Aside from its high-caliber offerings, part of what makes the National Music Museum unique is its unassuming location. The museum may reside in a small city in a sparsely populated state, but its location has not diminished its influence, staff say. The NMM’s instruments would be treasures in Berlin, Paris or any world city, but a point of pride for the museum is its South Dakota connection, forged so long ago and fostered still.
“Arne Larson used to say, ‘It’s no farther from New York to Vermillion than it is from Vermillion to New York,’” Banks says. “Does it take more effort for some people to get here? Sometimes. Do they get here? Yes.
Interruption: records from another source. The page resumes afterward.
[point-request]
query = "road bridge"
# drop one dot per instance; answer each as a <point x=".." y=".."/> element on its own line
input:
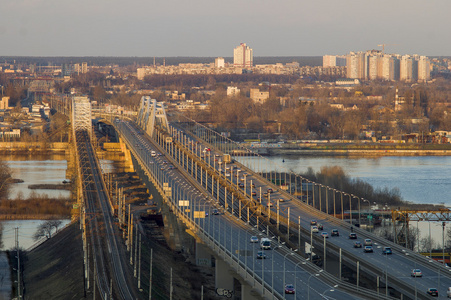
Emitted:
<point x="211" y="184"/>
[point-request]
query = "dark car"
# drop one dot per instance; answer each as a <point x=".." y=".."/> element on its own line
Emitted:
<point x="289" y="288"/>
<point x="387" y="250"/>
<point x="368" y="249"/>
<point x="335" y="232"/>
<point x="433" y="292"/>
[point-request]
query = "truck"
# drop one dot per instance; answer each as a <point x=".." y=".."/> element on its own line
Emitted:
<point x="265" y="244"/>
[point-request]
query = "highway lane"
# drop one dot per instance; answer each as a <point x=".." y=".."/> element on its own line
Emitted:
<point x="220" y="226"/>
<point x="397" y="266"/>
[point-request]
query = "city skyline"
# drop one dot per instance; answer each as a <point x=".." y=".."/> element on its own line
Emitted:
<point x="207" y="28"/>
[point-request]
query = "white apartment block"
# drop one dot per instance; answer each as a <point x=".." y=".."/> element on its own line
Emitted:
<point x="232" y="91"/>
<point x="330" y="61"/>
<point x="219" y="62"/>
<point x="258" y="97"/>
<point x="373" y="65"/>
<point x="424" y="69"/>
<point x="243" y="56"/>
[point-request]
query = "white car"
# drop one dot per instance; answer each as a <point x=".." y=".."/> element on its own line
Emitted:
<point x="254" y="239"/>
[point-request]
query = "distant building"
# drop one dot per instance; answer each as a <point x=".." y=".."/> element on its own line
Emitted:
<point x="259" y="97"/>
<point x="4" y="103"/>
<point x="219" y="62"/>
<point x="408" y="69"/>
<point x="81" y="68"/>
<point x="424" y="69"/>
<point x="330" y="61"/>
<point x="232" y="91"/>
<point x="243" y="56"/>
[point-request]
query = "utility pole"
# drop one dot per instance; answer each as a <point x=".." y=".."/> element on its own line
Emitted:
<point x="139" y="264"/>
<point x="18" y="263"/>
<point x="150" y="275"/>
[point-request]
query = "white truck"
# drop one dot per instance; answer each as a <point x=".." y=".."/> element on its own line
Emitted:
<point x="265" y="244"/>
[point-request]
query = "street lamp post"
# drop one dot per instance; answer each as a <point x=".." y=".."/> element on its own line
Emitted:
<point x="284" y="259"/>
<point x="308" y="283"/>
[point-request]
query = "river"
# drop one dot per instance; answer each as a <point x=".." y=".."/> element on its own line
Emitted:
<point x="420" y="179"/>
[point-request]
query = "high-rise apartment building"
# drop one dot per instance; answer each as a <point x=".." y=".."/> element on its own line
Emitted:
<point x="243" y="56"/>
<point x="357" y="65"/>
<point x="330" y="61"/>
<point x="408" y="69"/>
<point x="219" y="62"/>
<point x="424" y="69"/>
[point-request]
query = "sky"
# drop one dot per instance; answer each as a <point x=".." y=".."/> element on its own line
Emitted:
<point x="165" y="28"/>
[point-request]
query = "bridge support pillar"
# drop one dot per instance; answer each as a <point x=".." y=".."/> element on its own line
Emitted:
<point x="127" y="156"/>
<point x="249" y="293"/>
<point x="203" y="255"/>
<point x="223" y="277"/>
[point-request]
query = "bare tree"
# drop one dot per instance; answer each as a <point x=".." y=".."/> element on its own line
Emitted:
<point x="46" y="229"/>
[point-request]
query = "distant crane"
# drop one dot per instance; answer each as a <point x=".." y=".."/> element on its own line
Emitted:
<point x="383" y="47"/>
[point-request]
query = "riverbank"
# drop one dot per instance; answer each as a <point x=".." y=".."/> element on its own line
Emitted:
<point x="357" y="152"/>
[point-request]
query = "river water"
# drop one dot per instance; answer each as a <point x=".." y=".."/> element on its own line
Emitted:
<point x="420" y="179"/>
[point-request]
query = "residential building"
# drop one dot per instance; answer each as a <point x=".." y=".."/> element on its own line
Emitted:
<point x="219" y="62"/>
<point x="424" y="69"/>
<point x="330" y="61"/>
<point x="259" y="97"/>
<point x="243" y="56"/>
<point x="4" y="103"/>
<point x="232" y="91"/>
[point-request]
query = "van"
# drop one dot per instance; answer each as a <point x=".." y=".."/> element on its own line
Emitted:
<point x="265" y="244"/>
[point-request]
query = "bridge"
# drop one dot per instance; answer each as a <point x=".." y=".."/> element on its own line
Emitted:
<point x="216" y="176"/>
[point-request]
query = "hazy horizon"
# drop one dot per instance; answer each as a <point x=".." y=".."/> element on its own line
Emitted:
<point x="201" y="28"/>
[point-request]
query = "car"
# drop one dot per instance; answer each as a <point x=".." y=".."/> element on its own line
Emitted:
<point x="335" y="232"/>
<point x="387" y="250"/>
<point x="261" y="255"/>
<point x="368" y="249"/>
<point x="432" y="291"/>
<point x="416" y="273"/>
<point x="254" y="239"/>
<point x="289" y="288"/>
<point x="368" y="242"/>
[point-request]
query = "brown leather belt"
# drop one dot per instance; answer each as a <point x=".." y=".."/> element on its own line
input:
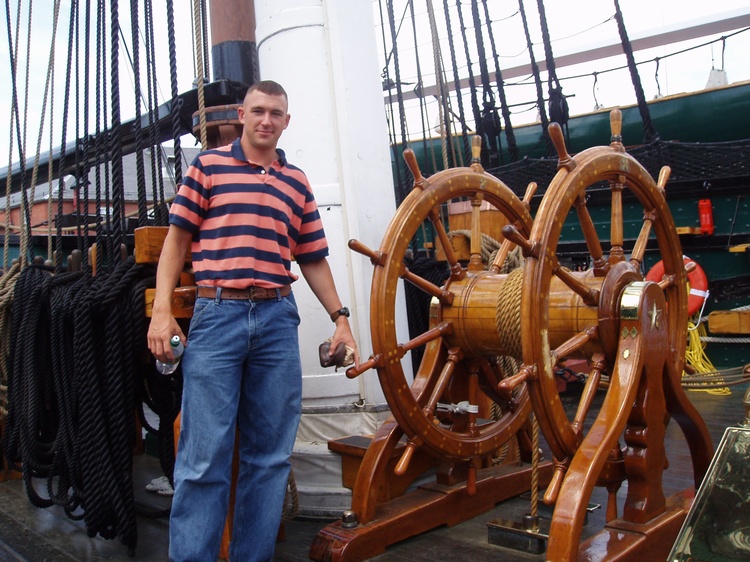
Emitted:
<point x="249" y="294"/>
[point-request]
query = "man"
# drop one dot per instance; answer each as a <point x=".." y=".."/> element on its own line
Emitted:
<point x="246" y="211"/>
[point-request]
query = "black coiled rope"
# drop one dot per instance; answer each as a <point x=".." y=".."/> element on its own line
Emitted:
<point x="77" y="375"/>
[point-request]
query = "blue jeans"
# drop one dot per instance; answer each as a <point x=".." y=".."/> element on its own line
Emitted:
<point x="241" y="369"/>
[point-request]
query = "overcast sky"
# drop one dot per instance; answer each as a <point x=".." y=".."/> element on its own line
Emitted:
<point x="574" y="24"/>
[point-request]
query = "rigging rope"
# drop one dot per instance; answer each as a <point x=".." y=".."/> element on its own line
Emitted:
<point x="139" y="166"/>
<point x="489" y="127"/>
<point x="115" y="144"/>
<point x="176" y="104"/>
<point x="465" y="154"/>
<point x="649" y="132"/>
<point x="70" y="414"/>
<point x="472" y="83"/>
<point x="443" y="111"/>
<point x="418" y="89"/>
<point x="537" y="80"/>
<point x="201" y="74"/>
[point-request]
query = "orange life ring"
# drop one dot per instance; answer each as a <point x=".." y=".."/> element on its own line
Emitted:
<point x="697" y="283"/>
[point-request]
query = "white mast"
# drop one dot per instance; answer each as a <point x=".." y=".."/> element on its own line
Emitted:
<point x="324" y="54"/>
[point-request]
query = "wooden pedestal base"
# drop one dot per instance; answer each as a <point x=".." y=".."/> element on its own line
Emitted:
<point x="425" y="508"/>
<point x="621" y="540"/>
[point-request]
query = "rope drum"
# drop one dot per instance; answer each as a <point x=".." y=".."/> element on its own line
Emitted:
<point x="697" y="283"/>
<point x="75" y="378"/>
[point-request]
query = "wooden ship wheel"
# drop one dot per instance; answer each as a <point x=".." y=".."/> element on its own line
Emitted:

People come here from all over the world to see these instruments—trekking to Vermillion from as far away as Australia.” A Polish scholar once spent a week examining the museum’s saxophones as research for a book he was writing.
While its collections are certainly attractive to music experts, the museum also strives to be equally inviting to the curious passerby who spots one of the NMM’s catchy billboards on the interstate and decides to stop in. “Once people get here, they can’t believe it,” Banks said. “You don’t have to be a musician to like or enjoy looking at such fascinating musical instruments.”
It is an NMM goal to ensure that its local and regional patrons, particularly, return to the new museum again and again. Now that it can change out its galleries more frequently, the NMM is closer than ever to making that mission a reality.
“A person who visits the NMM four or five times a year will always encounter something new to engage with,” Collinsworth said. “When people come back to us in 2021, I think the environment they enter will give them a renewed appreciation for how important this collection is and how important it is for the town, state, region, nation, world and for music.
“The NMM is one of the world’s finest collections of musical instruments, and it’s here in Vermillion, South Dakota. I think that’s something that everyone here should cherish and be proud about.”
While the National Music Museum is undergoing a historic time of its own in South Dakota, several stringed instruments will journey to Italy this fall for a year-long display.
Rather than putting some of the museum’s most famous pieces—including Stradivari and Amati violins—out of sight in storage, the NMM will send several to the ancestral home of fine stringed instruments, Cremona, Italy, where they were built in the 17th and 18th centuries. History’s most famous violinmakers dwelled and worked there.
“It’ll be the trip of a lifetime,” said Jo Wohlenburg, one of the NMM board members who will travel to northern Italy for the installation.
The historic exhibit, “Reunion in Cremona,” will be open at the Museo del Violino from Sept. 21 to Oct. 18, 2020.